Bronchoscopy is known as a common AGP and likely presents a high potential risk of COVID-19 transmission to health care workers [1] [13] [14]. Besides the high exposure to bronchoscopists, the bioaerosol concentrations in bronchoscopy units also increases during procedures [15]. The same risk should be considered during upper endoscopy, which causes the patient to cough and mechanically create and disperse aerosols [3] [4]. A prospective study demonstrated unrecognized exposure of contaminated splash to the endoscopist’s face, and also individuals standing up to 6 feet away from the patients during the endoscopy [16]. Our results indicated one of the causes might be the gas leakage from the biopsy valve or endoscopic device handles, an alarming finding considering the short distance from the endoscopy teams’ faces.
Given there was no gas leakage from the biopsy valve without endoscopic device insertion, screening endoscopy alone (without biopsy or intervention) could be relatively safe in terms of the exposure to gas leakage from the biopsy valve. During the COVID-19 outbreak, most elective and non-urgent endoscopy has been postponed or canceled, whilst emergency (e. g. acute gastrointestinal bleeding, obstructions, and acute cholangitis) or time-sensitive endoscopy (e. g. cancer) has continued. These latter procedures require the frequent use of various endoscopic tools [3] [17] [18] [19] [20]. These urgent procedures will continue to be required, for potentially COVID-19 positive patients or untested patients due to the lack of time prior to the procedure, thus our data seems extremely important during this time period.

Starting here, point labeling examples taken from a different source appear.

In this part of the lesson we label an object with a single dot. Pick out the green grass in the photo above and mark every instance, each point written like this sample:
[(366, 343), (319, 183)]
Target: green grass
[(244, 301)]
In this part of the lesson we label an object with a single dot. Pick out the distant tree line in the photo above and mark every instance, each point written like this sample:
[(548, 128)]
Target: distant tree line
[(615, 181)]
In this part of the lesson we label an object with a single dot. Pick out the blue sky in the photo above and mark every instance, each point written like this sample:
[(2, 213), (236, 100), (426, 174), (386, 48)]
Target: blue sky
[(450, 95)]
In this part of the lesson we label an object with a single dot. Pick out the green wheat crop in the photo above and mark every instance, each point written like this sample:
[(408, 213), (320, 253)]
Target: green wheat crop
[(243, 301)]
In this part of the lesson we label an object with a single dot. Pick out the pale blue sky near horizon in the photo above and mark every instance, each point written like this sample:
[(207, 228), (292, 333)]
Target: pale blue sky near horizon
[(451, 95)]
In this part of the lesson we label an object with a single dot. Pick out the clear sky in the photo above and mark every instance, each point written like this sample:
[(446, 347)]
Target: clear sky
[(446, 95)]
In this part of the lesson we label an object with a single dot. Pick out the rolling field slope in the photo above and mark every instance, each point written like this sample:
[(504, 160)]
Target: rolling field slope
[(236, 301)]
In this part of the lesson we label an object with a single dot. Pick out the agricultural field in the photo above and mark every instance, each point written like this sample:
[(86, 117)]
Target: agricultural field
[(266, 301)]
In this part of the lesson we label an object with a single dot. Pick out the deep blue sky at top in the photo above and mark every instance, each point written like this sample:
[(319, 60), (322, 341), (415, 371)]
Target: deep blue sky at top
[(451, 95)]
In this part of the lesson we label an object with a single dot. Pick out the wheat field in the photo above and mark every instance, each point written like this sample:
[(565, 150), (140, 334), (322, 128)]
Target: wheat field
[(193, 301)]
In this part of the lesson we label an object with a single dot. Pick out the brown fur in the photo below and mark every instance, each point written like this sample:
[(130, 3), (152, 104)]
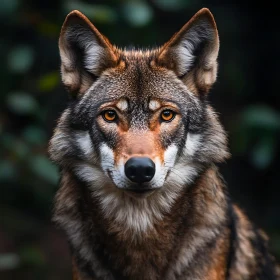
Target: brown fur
[(189, 229)]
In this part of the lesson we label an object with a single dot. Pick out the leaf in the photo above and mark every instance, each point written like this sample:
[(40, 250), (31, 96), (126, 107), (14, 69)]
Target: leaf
[(7, 171), (263, 153), (21, 103), (20, 59), (9, 261), (43, 168), (137, 13), (100, 13), (34, 135), (8, 7), (261, 116), (32, 255), (49, 81), (173, 4)]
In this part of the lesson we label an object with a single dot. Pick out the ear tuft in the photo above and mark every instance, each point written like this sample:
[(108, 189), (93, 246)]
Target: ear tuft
[(192, 52), (84, 52)]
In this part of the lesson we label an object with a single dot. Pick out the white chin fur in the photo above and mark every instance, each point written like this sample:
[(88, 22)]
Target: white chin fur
[(139, 215)]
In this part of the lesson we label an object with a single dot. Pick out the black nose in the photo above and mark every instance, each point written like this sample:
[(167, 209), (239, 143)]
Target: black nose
[(140, 169)]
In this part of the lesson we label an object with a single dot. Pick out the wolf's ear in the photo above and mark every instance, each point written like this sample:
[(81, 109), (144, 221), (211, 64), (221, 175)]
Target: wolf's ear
[(84, 53), (192, 52)]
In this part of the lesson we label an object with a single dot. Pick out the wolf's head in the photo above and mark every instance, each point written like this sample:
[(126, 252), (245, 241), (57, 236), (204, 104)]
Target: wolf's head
[(139, 122)]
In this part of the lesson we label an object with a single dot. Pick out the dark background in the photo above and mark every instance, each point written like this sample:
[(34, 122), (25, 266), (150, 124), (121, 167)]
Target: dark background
[(246, 95)]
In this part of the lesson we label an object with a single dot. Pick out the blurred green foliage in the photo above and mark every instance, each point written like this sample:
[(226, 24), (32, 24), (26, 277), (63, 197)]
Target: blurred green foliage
[(32, 98)]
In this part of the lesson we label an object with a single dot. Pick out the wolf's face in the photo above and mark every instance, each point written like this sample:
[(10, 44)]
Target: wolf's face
[(139, 120)]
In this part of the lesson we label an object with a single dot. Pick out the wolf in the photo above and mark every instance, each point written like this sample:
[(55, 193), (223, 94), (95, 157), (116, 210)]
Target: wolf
[(140, 193)]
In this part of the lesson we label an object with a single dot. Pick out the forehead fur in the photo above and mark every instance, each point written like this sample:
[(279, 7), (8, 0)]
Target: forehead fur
[(138, 78)]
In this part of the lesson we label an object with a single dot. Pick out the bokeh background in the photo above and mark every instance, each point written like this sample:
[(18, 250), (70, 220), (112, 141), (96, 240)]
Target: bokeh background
[(32, 97)]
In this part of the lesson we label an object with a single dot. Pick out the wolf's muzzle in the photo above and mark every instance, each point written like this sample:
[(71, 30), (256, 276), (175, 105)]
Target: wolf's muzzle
[(140, 169)]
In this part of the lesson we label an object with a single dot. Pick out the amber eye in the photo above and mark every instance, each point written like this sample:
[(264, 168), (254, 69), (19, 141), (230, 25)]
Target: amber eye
[(167, 115), (109, 115)]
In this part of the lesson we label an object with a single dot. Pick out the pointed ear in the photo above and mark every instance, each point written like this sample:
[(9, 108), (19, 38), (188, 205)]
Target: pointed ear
[(84, 53), (192, 52)]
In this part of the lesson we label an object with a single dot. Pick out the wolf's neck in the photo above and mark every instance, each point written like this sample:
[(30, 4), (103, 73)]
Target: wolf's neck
[(149, 228)]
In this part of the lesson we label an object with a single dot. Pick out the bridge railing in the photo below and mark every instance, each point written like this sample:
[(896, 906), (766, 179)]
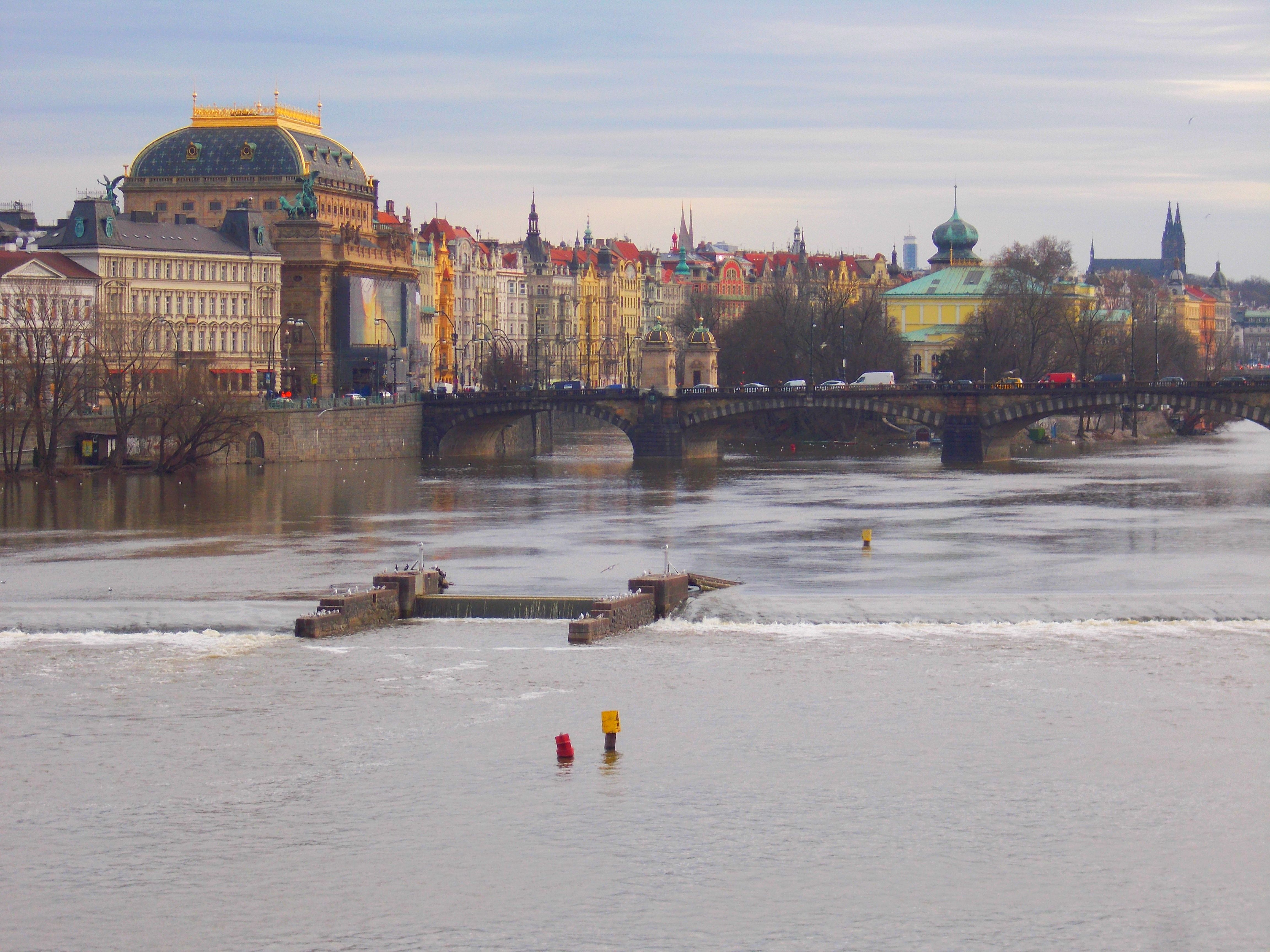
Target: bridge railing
[(751, 391)]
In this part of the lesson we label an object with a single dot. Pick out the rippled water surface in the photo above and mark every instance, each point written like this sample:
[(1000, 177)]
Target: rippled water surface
[(1034, 716)]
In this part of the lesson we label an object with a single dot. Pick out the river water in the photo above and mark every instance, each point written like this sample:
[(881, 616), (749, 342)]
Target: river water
[(1033, 716)]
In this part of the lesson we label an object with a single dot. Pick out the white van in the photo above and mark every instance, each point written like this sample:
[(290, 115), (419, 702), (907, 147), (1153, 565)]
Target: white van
[(876, 379)]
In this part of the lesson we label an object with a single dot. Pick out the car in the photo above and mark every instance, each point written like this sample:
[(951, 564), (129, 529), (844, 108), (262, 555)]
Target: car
[(1062, 379), (874, 379)]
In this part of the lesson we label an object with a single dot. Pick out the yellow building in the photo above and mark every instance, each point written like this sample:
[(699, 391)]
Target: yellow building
[(931, 310), (211, 296)]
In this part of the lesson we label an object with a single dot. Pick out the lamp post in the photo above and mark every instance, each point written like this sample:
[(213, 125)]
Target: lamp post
[(380, 320), (303, 323)]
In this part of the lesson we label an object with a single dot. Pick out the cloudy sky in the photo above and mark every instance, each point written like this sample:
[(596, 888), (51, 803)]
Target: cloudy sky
[(1080, 120)]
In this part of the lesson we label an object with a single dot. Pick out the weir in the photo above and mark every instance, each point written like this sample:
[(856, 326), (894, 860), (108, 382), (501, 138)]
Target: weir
[(419, 594)]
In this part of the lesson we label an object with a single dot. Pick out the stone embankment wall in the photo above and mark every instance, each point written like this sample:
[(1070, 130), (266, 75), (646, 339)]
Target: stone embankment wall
[(341, 433)]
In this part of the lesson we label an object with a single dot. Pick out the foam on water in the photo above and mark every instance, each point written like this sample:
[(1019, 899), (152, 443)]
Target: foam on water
[(209, 642), (1083, 630)]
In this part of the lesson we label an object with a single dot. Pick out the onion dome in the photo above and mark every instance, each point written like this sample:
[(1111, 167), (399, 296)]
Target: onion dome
[(956, 240), (701, 334), (658, 334), (682, 267)]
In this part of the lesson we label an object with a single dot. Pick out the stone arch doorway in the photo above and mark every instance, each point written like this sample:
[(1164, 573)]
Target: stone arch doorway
[(256, 447)]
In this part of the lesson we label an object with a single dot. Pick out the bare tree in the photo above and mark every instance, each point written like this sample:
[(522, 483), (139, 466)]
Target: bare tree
[(196, 419), (53, 338), (128, 355), (16, 412)]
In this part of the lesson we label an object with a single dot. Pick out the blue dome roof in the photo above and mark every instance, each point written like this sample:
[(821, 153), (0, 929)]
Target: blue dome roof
[(251, 150)]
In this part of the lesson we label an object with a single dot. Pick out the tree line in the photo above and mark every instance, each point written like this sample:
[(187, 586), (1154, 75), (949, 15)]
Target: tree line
[(59, 365)]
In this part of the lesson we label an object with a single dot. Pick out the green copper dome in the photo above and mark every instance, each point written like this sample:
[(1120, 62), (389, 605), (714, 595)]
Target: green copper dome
[(956, 240)]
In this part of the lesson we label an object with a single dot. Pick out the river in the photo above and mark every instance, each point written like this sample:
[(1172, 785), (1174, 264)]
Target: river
[(1033, 716)]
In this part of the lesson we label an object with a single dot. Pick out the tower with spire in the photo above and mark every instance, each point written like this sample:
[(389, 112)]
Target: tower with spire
[(1173, 244), (1173, 252)]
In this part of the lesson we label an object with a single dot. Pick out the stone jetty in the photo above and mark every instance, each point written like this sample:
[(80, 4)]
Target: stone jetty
[(421, 594)]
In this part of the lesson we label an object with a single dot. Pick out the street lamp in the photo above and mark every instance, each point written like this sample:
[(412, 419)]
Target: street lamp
[(380, 320), (303, 323)]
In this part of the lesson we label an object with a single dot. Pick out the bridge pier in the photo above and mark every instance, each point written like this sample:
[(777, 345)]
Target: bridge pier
[(966, 441)]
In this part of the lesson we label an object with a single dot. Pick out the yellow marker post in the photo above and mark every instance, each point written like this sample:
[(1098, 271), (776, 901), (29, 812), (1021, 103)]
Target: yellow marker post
[(611, 725)]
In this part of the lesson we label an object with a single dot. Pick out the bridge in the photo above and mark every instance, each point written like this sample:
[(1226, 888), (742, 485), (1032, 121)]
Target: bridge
[(976, 426)]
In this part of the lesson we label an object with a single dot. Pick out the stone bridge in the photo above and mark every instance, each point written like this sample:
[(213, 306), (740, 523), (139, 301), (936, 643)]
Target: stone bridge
[(977, 426)]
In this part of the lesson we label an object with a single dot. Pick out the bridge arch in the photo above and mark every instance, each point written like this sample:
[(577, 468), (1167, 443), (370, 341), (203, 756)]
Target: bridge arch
[(486, 429), (719, 413), (1019, 416)]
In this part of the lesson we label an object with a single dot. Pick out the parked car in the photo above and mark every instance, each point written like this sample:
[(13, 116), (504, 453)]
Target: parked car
[(874, 379), (1064, 379)]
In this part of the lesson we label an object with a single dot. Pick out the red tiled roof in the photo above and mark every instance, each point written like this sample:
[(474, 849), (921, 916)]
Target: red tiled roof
[(56, 261)]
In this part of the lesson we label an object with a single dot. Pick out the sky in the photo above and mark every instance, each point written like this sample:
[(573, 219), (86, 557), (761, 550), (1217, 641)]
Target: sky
[(1079, 120)]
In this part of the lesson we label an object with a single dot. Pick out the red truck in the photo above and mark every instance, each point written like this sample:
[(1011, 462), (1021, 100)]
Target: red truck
[(1057, 380)]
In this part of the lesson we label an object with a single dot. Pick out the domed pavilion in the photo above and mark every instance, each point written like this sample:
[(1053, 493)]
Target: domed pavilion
[(253, 157), (954, 242)]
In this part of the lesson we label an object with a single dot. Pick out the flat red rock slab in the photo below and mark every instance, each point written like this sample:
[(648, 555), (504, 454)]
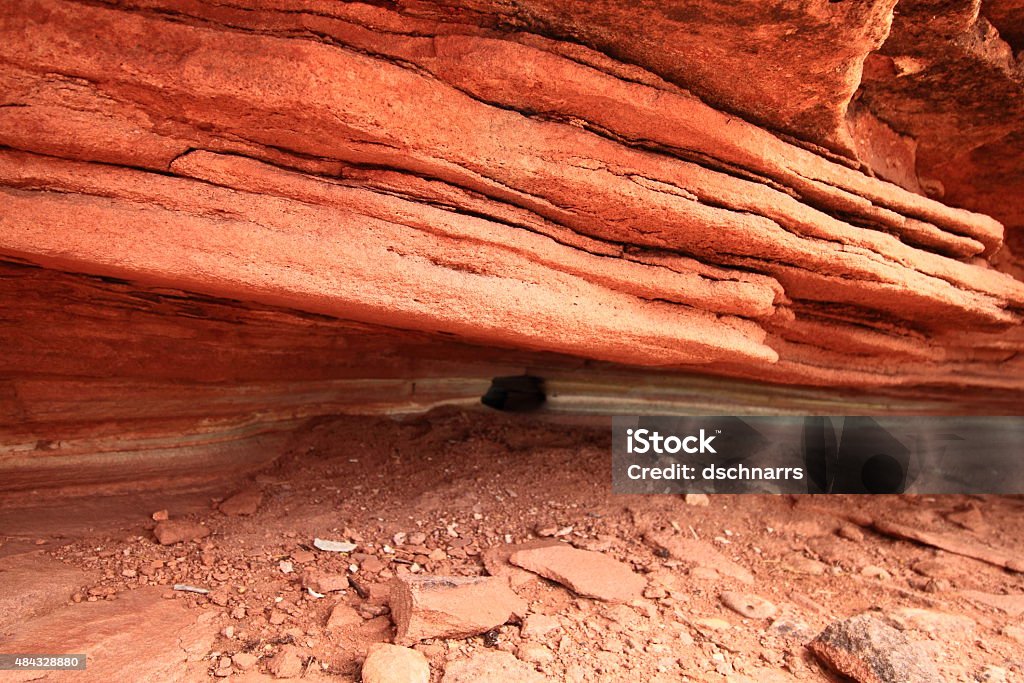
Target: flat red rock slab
[(451, 606), (138, 636), (585, 572), (869, 650)]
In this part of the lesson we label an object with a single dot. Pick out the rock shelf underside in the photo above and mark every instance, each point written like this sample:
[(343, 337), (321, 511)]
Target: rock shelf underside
[(222, 219)]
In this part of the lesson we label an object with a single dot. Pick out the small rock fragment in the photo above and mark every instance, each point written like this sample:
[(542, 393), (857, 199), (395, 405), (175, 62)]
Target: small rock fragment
[(969, 518), (334, 546), (535, 653), (587, 573), (868, 650), (170, 531), (244, 660), (932, 622), (491, 667), (325, 583), (243, 503), (751, 606), (873, 571), (801, 564), (702, 555), (392, 664), (496, 561), (451, 606)]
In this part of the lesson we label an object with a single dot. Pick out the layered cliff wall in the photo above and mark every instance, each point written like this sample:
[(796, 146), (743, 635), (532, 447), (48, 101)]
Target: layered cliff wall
[(221, 220)]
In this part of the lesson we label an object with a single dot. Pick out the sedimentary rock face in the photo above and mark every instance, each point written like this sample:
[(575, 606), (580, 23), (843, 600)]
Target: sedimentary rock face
[(354, 199)]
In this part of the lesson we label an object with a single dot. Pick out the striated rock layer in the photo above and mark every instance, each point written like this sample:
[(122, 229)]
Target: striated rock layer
[(261, 200)]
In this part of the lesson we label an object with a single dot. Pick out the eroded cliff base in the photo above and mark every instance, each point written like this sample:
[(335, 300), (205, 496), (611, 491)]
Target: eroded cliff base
[(438, 496)]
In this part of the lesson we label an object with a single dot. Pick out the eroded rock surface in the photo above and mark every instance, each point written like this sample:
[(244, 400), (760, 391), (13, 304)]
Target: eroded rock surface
[(280, 210)]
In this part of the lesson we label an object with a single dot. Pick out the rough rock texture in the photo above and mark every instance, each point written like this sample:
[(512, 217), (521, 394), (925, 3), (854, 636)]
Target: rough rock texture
[(391, 664), (869, 650), (451, 606), (281, 210), (491, 667), (585, 572)]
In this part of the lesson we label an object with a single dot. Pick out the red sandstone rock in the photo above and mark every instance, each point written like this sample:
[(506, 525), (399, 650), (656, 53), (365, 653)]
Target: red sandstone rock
[(243, 503), (491, 667), (869, 650), (391, 664), (451, 606), (568, 191), (585, 572), (178, 530), (698, 553), (137, 637)]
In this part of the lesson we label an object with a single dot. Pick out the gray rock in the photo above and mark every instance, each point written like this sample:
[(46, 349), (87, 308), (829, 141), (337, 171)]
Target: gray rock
[(868, 650)]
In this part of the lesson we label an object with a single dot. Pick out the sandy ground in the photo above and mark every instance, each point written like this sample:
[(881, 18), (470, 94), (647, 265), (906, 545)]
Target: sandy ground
[(430, 496)]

The amount of gas leakage from the biopsy valve varied depending on the devices in this study. Upon inserting and removing endoscopic tools, the shape of the device tip (with or without an exposed jaw) was the main factor. Moreover, the devices with smaller diameter had more gas leakage. On the other hand, while we changed the insertion angle of endoscopic tools, the softer device shafts caused more gas leakage in addition to the smaller diameter.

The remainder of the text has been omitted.